Apple’s (NASDAQ:AAPL) Q2 Earnings Beat Estimates — Here Are the Numbers

Apple’s (NASDAQ:AAPL) Q2 Results Beat Estimates — Here are the Numbers

Apple just announced its Q2-2024 earnings results, which beat both earnings and revenue expectations. Here are the numbers.

  • EPS of $1.53 vs. $1.505 expected. This is up 0.66% year-over-year, as last year’s Q2 EPS was $1.52

  • Revenue of $90.75B vs. $90.366B expected. This is down 4.3% year-over-year, as last year’s Q2 revenue was $94.84B.

  • Board authorizes added buyback program worth $110B — 4.1% of its market cap and the largest in its history.

  • Raises its dividend by 4.2% to $0.25 per quarter (previously $0.24)

  • Free cash flow came in at $20.694B vs. $25.644B in the same quarter last year, down 19.3% year-over-year. TTM FCF of $101.95B

  • Q2 wearables, home and accessories net sales of $7.91B vs. $8.08B estimate

  • iPhone revenue of $45.96B vs. $45.76B estimate

Here’s a breakdown of Apple’s income statement, courtesy of @EconomyApp on X

And here’s AAPL’s free cash flow trend over the past 10 fiscal years, not including the TTM FCF of $101.95B

Buybacks Boost AAPL Stock

AAPL is up 7% in after-hours trading, and one major reason is likely the $110B buyback authorization. Buying back shares reduces the company’s outstanding share count, boosting EPS, which can boost the stock. Here’s AAPL’s historical buyback yield.

Apple Expects a Return to Sales Growth Due to AI

Tim Cook stated that he anticipates Apple to see sales growth in the current quarter (which ends in June) as the firm is investing in AI features that will be announced in the coming months. Overall, he expects revenue to grow by low-single digits, and analysts expect 1.3% revenue growth to ~$82.9B.

Is AAPL Stock Undervalued?

Let’s do some calculations to see if AAPL stock is undervalued.

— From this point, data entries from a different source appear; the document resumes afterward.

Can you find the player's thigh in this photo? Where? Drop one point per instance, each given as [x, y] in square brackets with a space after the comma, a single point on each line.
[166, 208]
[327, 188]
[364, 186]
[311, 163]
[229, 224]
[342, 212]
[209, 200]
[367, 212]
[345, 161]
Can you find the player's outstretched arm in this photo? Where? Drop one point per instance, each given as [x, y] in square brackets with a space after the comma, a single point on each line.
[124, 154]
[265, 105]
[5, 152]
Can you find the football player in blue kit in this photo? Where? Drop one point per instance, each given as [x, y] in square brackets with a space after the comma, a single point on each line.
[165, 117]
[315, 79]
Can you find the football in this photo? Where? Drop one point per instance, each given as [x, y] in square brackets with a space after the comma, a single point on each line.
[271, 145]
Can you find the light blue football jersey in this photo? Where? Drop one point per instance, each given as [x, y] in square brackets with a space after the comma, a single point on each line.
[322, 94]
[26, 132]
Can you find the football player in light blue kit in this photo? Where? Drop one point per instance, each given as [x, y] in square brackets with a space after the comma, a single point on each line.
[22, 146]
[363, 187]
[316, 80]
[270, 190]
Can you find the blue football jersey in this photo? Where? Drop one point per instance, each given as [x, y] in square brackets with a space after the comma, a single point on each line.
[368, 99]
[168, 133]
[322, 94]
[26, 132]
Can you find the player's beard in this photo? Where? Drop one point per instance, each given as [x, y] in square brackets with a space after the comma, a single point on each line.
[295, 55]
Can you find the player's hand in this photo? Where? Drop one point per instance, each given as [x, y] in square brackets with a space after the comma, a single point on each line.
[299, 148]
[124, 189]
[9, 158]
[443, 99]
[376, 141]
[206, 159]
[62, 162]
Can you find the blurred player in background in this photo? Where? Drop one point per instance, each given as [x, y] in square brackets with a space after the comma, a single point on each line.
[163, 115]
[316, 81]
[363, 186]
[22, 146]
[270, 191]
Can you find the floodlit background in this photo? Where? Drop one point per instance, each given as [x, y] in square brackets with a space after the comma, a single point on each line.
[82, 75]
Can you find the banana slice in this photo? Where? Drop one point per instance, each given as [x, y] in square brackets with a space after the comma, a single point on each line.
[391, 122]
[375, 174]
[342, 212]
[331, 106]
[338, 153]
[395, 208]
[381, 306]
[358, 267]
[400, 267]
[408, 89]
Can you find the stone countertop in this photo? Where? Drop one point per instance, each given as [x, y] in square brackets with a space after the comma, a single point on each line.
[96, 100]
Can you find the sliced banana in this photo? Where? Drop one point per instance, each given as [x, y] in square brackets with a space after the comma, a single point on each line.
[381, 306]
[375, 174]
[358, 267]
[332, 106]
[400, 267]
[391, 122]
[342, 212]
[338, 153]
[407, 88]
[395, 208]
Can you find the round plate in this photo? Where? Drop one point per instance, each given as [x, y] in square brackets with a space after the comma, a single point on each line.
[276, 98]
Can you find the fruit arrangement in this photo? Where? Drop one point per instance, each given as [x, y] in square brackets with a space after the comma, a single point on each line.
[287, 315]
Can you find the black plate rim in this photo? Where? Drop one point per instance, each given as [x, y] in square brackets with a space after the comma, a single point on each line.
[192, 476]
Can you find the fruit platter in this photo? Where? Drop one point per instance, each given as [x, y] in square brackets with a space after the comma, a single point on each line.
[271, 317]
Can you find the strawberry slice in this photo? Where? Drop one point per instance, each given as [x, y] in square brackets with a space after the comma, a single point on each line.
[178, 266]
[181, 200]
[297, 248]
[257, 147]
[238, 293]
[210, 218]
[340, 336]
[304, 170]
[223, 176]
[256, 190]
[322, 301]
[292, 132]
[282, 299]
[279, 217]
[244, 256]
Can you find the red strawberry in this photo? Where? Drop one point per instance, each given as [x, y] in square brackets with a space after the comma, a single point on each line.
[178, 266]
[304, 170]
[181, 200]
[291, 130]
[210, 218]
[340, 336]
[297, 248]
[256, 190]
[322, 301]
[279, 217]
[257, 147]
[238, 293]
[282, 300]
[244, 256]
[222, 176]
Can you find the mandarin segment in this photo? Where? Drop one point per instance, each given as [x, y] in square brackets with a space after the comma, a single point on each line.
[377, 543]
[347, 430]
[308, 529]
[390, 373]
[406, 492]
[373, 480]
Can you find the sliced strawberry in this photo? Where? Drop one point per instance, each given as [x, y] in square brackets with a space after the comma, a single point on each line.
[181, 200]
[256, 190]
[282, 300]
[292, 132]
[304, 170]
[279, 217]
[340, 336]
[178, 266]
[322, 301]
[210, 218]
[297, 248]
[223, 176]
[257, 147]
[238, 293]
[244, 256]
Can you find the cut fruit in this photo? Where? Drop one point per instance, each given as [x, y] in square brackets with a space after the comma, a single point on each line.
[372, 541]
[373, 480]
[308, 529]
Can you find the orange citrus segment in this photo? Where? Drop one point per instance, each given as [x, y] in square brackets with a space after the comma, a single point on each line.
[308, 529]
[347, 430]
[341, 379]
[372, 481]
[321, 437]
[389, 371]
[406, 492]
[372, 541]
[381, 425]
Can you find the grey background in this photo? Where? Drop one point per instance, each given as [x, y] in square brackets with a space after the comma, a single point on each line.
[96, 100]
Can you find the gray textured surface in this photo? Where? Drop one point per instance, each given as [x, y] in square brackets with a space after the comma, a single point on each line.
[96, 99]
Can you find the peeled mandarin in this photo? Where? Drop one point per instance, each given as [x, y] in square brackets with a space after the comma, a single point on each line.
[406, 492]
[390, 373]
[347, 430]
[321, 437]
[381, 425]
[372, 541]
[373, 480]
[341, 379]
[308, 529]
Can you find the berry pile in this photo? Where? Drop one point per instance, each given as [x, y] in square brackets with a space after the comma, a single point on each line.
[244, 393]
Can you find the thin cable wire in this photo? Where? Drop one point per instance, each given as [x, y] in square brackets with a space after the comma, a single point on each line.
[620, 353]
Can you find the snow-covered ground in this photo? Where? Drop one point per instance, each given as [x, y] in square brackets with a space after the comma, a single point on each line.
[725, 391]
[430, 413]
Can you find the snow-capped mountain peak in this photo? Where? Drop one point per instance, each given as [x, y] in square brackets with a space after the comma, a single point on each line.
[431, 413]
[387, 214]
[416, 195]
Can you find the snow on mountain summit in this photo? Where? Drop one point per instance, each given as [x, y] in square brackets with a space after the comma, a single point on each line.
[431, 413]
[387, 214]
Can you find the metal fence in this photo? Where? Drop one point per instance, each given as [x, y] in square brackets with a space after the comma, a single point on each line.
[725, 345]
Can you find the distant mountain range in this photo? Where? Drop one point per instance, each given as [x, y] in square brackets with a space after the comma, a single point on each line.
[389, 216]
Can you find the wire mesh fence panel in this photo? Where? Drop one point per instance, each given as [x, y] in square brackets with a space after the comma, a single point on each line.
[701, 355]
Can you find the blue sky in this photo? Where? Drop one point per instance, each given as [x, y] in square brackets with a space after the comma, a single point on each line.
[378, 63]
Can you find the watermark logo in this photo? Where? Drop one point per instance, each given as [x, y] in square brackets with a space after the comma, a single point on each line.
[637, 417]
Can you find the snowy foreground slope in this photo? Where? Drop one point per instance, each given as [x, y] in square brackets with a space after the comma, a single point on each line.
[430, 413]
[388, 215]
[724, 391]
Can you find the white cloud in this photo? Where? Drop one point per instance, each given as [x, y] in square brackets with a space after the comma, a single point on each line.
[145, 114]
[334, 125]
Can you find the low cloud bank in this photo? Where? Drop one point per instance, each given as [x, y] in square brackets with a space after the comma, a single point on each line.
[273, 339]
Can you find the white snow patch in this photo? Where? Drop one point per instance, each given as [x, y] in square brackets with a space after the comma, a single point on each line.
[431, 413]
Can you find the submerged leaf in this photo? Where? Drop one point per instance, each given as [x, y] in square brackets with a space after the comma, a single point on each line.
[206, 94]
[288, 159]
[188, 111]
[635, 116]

  • TTM free cash flow of $101.95B

  • TTM FCF per share = approximately $6.59 using the most recent share count

  • 9.4% discount rate (cost of equity), taken from Finbox.

  • Terminal growth rate of 3%

  • After-hours share price of $184

So, is AAPL stock undervalued? Using our reverse DCF calculator, the market is pricing Apple to grow its free cash flow per share by 10.295% annually for the next 10 years and then by 3% every year after that. See the image below.

Basically, if you think AAPL can surpass that growth rate, then the stock is undervalued, and vice versa. For reference, AAPL’s free cash flow per share growth over the past five years comes in at ~15.8%. However, FCF per share has been flatlining recently, so expecting a 10.3% growth rate may be slightly optimistic. Take a look at its FCF per share below.

Its sales growth has also been coming down. See the chart below.

AAPL’s historical revenue growth as a %. Source: Finbox

Summary

Apple beat earnings and revenue expectations and is expecting sales growth again in the current quarter because of AI. Its earnings grew slightly, but its revenue and free cash flow fell year-over-year. While the big buyback is nice, the overall valuation doesn’t look enticing, even though AAPL is a great company. Expecting 10%+ FCF per share growth for this company is hard when its sales have been having a hard time growing recently.